I was most captivated, however, by the large piece in the final room. The Donkey, the Jackass and the Mule by artist Allison Smith began as a parade/performance evoking the issues of slavery and the civil rights movement. The three animals stand on carts, though these are animals that usually pull the carts rather than being passengers. The thick ropes lying at their feet subtly suggest both the lynchings and the hard menial labor of slave and freed blacks in the South. The enigmatic expressions on the animals' faces could be interpreted in any number of ways. More of Smith's work can be seen at http://www.allisonsmithstudio.com/ ."

The Indianapolis Museum of Art was a great discovery—don’t miss it if you’re in the neighborhood!

ALYCE BARRY is a Shadow Work facilitator in Longmont, Colorado, and the author of Practically Shameless, more than 45 weeks on Amazon.com's bestseller list of books about Jungian psychology. Alyce writes three blogs, on shadow in the news, publishing, and her own issues, among other topics. To access her blogs and other websites, visit AlyceBarry.com.


Anonymous said...

Alyce and Rosemary,

It was lovely to hear about the art museum in Indianapolis. I particularly liked the concept for The Floor. What an experience that must have been!


Jody Berman said...

Thanks for the virtual tour of the museum, Alyce. I so enjoyed reading about the works you profiled.

Rosemary, your site is a gold mine for art enthusiasts.


Unknown said...

Thanks for getting the word out aobut the IMA, one of my favorite Indianapolis experiences. Alyce,I had a déjà vu experience of the exhibits through your description. Then I recalled, Oh yeah! Alyce and I were there together!!

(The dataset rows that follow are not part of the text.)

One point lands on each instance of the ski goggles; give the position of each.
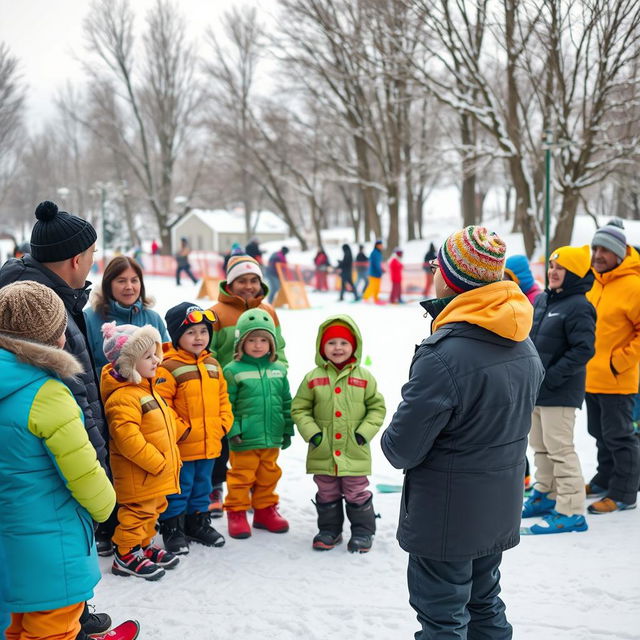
(199, 315)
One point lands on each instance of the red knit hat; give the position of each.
(337, 331)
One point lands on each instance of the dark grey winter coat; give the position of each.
(460, 433)
(84, 387)
(563, 332)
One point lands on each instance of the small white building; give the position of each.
(216, 230)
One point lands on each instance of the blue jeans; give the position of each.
(458, 600)
(195, 487)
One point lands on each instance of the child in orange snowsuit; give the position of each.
(144, 456)
(191, 382)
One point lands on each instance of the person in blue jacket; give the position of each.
(52, 483)
(121, 297)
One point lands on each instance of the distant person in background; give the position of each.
(321, 261)
(182, 261)
(236, 250)
(431, 254)
(362, 269)
(279, 257)
(253, 249)
(395, 269)
(120, 297)
(517, 269)
(375, 273)
(345, 267)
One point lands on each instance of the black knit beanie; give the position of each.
(175, 321)
(58, 235)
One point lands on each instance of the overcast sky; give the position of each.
(45, 34)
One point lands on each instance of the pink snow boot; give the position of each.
(269, 519)
(128, 630)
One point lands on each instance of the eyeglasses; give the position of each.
(198, 316)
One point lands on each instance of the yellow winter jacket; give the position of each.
(197, 391)
(144, 456)
(616, 298)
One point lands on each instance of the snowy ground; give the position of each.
(581, 585)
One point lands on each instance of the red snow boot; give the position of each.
(269, 519)
(238, 524)
(128, 630)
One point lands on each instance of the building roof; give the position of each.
(224, 221)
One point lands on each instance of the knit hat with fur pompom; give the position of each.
(124, 345)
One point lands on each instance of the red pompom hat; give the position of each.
(337, 331)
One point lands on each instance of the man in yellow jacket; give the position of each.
(612, 374)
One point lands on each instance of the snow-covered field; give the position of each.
(580, 585)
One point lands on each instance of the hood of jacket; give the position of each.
(27, 360)
(348, 321)
(500, 308)
(629, 266)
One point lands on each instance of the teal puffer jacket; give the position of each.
(339, 403)
(261, 402)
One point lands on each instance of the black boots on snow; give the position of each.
(330, 520)
(198, 529)
(173, 536)
(363, 526)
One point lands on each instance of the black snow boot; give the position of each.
(363, 526)
(173, 536)
(198, 529)
(330, 520)
(92, 623)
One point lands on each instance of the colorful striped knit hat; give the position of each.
(471, 258)
(241, 266)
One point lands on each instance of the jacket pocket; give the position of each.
(87, 527)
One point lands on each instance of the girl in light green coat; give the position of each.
(338, 410)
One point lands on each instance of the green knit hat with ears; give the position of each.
(255, 320)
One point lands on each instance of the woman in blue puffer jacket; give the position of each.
(121, 296)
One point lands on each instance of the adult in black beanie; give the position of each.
(62, 247)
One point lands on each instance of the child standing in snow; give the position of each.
(191, 382)
(261, 401)
(338, 410)
(144, 457)
(52, 483)
(243, 289)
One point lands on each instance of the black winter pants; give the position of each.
(458, 600)
(610, 423)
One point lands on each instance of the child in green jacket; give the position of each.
(261, 402)
(338, 410)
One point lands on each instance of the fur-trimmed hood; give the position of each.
(43, 357)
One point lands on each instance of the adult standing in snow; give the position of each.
(362, 269)
(460, 433)
(62, 247)
(272, 272)
(395, 268)
(375, 273)
(345, 267)
(612, 374)
(563, 332)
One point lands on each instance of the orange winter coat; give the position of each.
(197, 391)
(616, 298)
(144, 456)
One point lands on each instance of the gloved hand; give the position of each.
(316, 439)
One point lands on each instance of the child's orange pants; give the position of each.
(137, 523)
(56, 624)
(252, 479)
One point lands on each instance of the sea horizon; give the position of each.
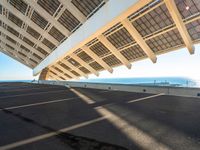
(157, 81)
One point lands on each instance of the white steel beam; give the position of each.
(59, 73)
(114, 50)
(55, 77)
(88, 51)
(138, 38)
(176, 16)
(18, 48)
(106, 17)
(74, 10)
(48, 17)
(74, 68)
(16, 58)
(66, 71)
(28, 21)
(16, 55)
(84, 64)
(24, 33)
(21, 42)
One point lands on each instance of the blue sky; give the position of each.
(176, 63)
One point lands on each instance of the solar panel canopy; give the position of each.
(31, 30)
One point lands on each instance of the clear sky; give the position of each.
(176, 63)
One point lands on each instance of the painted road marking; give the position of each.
(144, 98)
(50, 134)
(32, 94)
(28, 88)
(37, 104)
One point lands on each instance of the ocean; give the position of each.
(151, 81)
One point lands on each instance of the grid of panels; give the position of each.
(96, 66)
(68, 20)
(13, 31)
(144, 9)
(120, 38)
(0, 9)
(83, 69)
(28, 41)
(10, 39)
(15, 19)
(85, 57)
(153, 21)
(33, 61)
(19, 5)
(111, 60)
(86, 6)
(133, 52)
(53, 72)
(48, 43)
(39, 20)
(99, 49)
(49, 5)
(194, 7)
(67, 76)
(56, 34)
(24, 48)
(64, 66)
(22, 54)
(58, 70)
(10, 46)
(73, 62)
(167, 40)
(194, 29)
(75, 73)
(37, 56)
(62, 78)
(42, 50)
(32, 32)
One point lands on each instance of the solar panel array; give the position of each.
(36, 36)
(30, 36)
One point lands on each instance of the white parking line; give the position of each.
(28, 88)
(50, 134)
(31, 94)
(144, 98)
(40, 103)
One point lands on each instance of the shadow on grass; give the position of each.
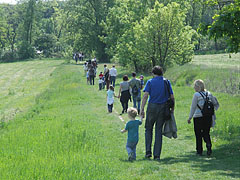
(225, 159)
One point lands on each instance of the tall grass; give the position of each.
(68, 134)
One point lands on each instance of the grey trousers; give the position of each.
(155, 116)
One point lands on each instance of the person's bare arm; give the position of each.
(123, 130)
(172, 97)
(144, 100)
(119, 91)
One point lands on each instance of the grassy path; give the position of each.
(68, 134)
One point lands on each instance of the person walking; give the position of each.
(91, 73)
(135, 85)
(106, 78)
(202, 124)
(124, 93)
(158, 94)
(132, 127)
(113, 74)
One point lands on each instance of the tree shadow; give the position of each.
(225, 159)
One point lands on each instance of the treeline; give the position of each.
(136, 33)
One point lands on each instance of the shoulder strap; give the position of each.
(167, 84)
(205, 99)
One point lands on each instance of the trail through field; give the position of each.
(20, 82)
(67, 133)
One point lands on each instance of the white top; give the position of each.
(110, 97)
(113, 72)
(198, 99)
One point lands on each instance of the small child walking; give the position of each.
(132, 127)
(110, 98)
(100, 84)
(87, 75)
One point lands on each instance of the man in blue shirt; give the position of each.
(158, 95)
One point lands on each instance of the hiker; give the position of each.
(135, 85)
(110, 98)
(132, 127)
(124, 93)
(100, 84)
(87, 76)
(142, 81)
(85, 67)
(91, 73)
(106, 77)
(202, 124)
(113, 74)
(158, 96)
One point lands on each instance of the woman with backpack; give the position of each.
(124, 93)
(202, 112)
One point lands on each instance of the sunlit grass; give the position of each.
(68, 134)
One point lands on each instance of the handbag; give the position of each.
(170, 103)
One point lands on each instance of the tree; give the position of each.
(84, 23)
(226, 24)
(162, 38)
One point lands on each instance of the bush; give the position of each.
(8, 56)
(25, 50)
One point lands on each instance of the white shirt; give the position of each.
(113, 72)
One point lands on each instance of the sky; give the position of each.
(8, 1)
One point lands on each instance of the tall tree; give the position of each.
(84, 21)
(162, 37)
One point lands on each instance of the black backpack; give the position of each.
(135, 90)
(208, 107)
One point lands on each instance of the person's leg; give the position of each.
(198, 134)
(90, 80)
(110, 80)
(134, 150)
(114, 80)
(129, 147)
(126, 106)
(150, 120)
(207, 121)
(108, 84)
(134, 101)
(123, 106)
(160, 109)
(111, 107)
(138, 106)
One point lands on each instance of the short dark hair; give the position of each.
(111, 87)
(125, 77)
(157, 70)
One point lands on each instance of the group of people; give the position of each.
(90, 69)
(158, 93)
(78, 56)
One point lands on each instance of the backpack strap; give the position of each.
(203, 98)
(167, 85)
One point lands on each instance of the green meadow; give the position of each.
(55, 126)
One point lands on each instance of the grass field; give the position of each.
(63, 130)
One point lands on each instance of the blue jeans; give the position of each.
(110, 106)
(137, 101)
(131, 148)
(112, 80)
(155, 115)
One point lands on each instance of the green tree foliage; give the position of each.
(84, 24)
(227, 24)
(161, 38)
(46, 43)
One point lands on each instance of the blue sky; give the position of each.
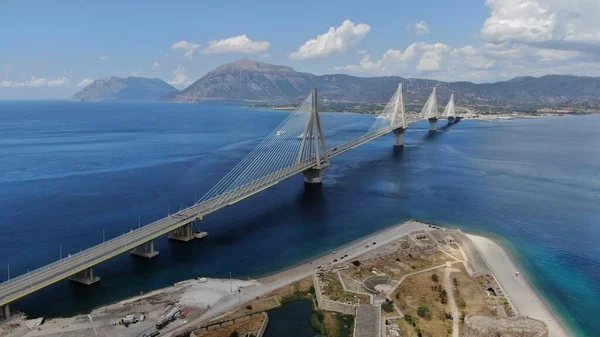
(50, 49)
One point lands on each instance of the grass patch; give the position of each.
(298, 295)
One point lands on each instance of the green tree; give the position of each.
(424, 311)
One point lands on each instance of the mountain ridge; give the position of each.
(128, 88)
(253, 81)
(247, 80)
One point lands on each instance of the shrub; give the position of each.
(316, 321)
(388, 306)
(424, 311)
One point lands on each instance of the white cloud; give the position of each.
(471, 57)
(427, 57)
(189, 48)
(236, 44)
(84, 83)
(432, 56)
(181, 78)
(36, 82)
(557, 24)
(420, 28)
(557, 55)
(502, 50)
(336, 40)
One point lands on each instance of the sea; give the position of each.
(73, 174)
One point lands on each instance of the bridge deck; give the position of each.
(42, 277)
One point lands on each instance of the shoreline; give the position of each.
(523, 295)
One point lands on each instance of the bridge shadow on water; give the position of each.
(431, 135)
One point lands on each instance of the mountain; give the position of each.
(247, 80)
(126, 89)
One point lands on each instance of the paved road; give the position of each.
(451, 301)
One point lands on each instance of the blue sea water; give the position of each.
(70, 171)
(291, 320)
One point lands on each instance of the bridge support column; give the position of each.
(432, 124)
(313, 176)
(145, 250)
(186, 233)
(4, 312)
(85, 276)
(399, 137)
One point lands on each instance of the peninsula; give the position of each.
(413, 278)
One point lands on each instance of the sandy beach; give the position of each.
(219, 297)
(524, 298)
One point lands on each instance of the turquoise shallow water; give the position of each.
(70, 170)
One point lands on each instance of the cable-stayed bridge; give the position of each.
(297, 145)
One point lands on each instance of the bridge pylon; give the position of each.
(313, 144)
(86, 276)
(430, 110)
(4, 311)
(399, 117)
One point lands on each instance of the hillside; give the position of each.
(126, 89)
(247, 80)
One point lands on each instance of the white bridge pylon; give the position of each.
(430, 110)
(296, 146)
(449, 111)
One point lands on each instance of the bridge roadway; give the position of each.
(44, 276)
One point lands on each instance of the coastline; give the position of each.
(523, 295)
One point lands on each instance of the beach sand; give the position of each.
(520, 292)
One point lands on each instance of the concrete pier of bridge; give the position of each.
(432, 124)
(4, 312)
(313, 176)
(184, 233)
(145, 250)
(399, 137)
(85, 276)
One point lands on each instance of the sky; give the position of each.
(51, 49)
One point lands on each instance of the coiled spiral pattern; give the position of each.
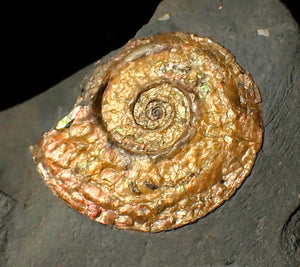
(163, 133)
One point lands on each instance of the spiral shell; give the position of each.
(163, 133)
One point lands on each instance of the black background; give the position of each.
(45, 43)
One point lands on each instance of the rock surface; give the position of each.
(258, 226)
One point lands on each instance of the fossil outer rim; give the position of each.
(104, 177)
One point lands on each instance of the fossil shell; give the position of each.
(163, 133)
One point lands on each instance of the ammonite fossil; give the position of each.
(163, 133)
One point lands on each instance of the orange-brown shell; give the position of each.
(164, 133)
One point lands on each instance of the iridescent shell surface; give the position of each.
(163, 133)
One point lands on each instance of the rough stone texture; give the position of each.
(258, 226)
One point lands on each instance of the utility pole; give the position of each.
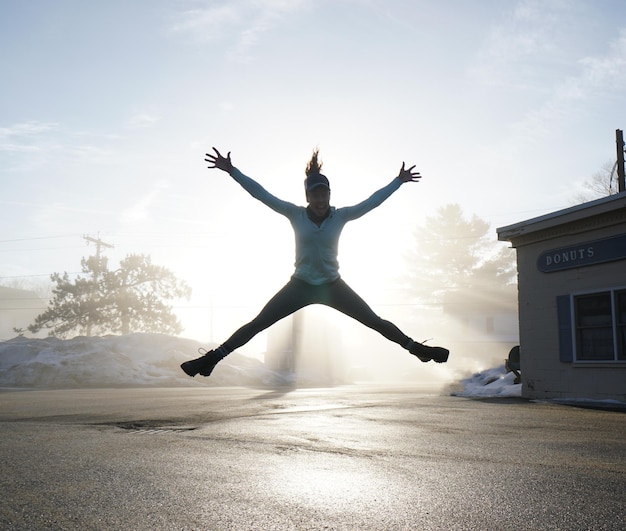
(99, 245)
(619, 140)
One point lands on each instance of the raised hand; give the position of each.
(220, 162)
(408, 175)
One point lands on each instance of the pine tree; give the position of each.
(454, 253)
(130, 299)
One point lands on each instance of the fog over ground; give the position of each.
(153, 360)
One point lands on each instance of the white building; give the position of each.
(572, 300)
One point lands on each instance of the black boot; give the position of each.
(425, 353)
(203, 365)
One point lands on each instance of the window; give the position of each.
(600, 326)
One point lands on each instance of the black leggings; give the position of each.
(297, 294)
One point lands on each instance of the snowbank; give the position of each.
(118, 361)
(154, 360)
(491, 383)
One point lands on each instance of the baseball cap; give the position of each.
(314, 180)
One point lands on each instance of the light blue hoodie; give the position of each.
(316, 247)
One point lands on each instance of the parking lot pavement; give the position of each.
(354, 457)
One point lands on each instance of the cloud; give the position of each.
(246, 20)
(139, 211)
(143, 120)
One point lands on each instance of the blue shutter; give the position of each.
(564, 315)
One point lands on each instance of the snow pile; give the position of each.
(118, 361)
(494, 382)
(154, 360)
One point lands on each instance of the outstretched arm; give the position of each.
(220, 162)
(250, 185)
(377, 198)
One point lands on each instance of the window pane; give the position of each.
(620, 305)
(594, 310)
(594, 327)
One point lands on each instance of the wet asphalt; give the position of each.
(355, 457)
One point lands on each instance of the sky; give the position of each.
(107, 109)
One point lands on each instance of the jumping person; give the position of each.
(316, 278)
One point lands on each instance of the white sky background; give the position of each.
(107, 109)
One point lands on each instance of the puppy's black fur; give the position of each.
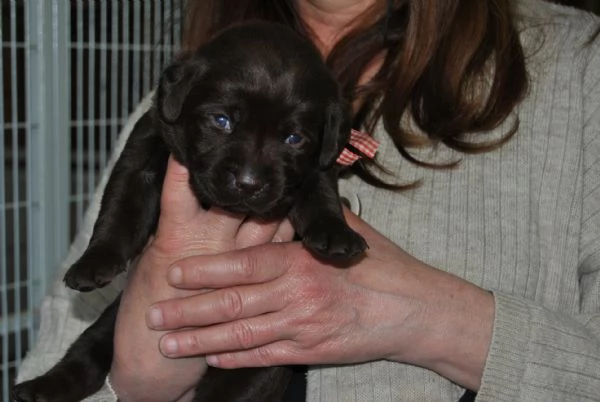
(259, 121)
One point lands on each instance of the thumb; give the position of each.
(178, 205)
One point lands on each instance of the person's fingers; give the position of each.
(274, 354)
(244, 267)
(215, 307)
(178, 203)
(218, 226)
(255, 232)
(238, 335)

Please come visit Indy again Alyce, there is lots more to see.

Unknown said...

I have to confess that while I have traveled throughout much of the United States, I've avoided the mid-western states like the plague. I tend to go for the big landscapes, mountains, ocean, canyons, etc. so I've always thought of the middle states as being fairly boring. Looks like I will have to challenge my perceptions once again. Thank you for the tour. It was a fascinating -- and enlightening -- experience.


Anonymous said...

What an amazing exhibit! I was recently in Santa Fe and saw the Fritz Scholder exhibit with my partner, John Gritts. Scholder taught at the Institute of American Indian Arts back in the 60s and John was one of his students. Scholder's paintings changed dramatically after his exposure to the Indian art students, yet he never really gave their inspiration the credit it deserved.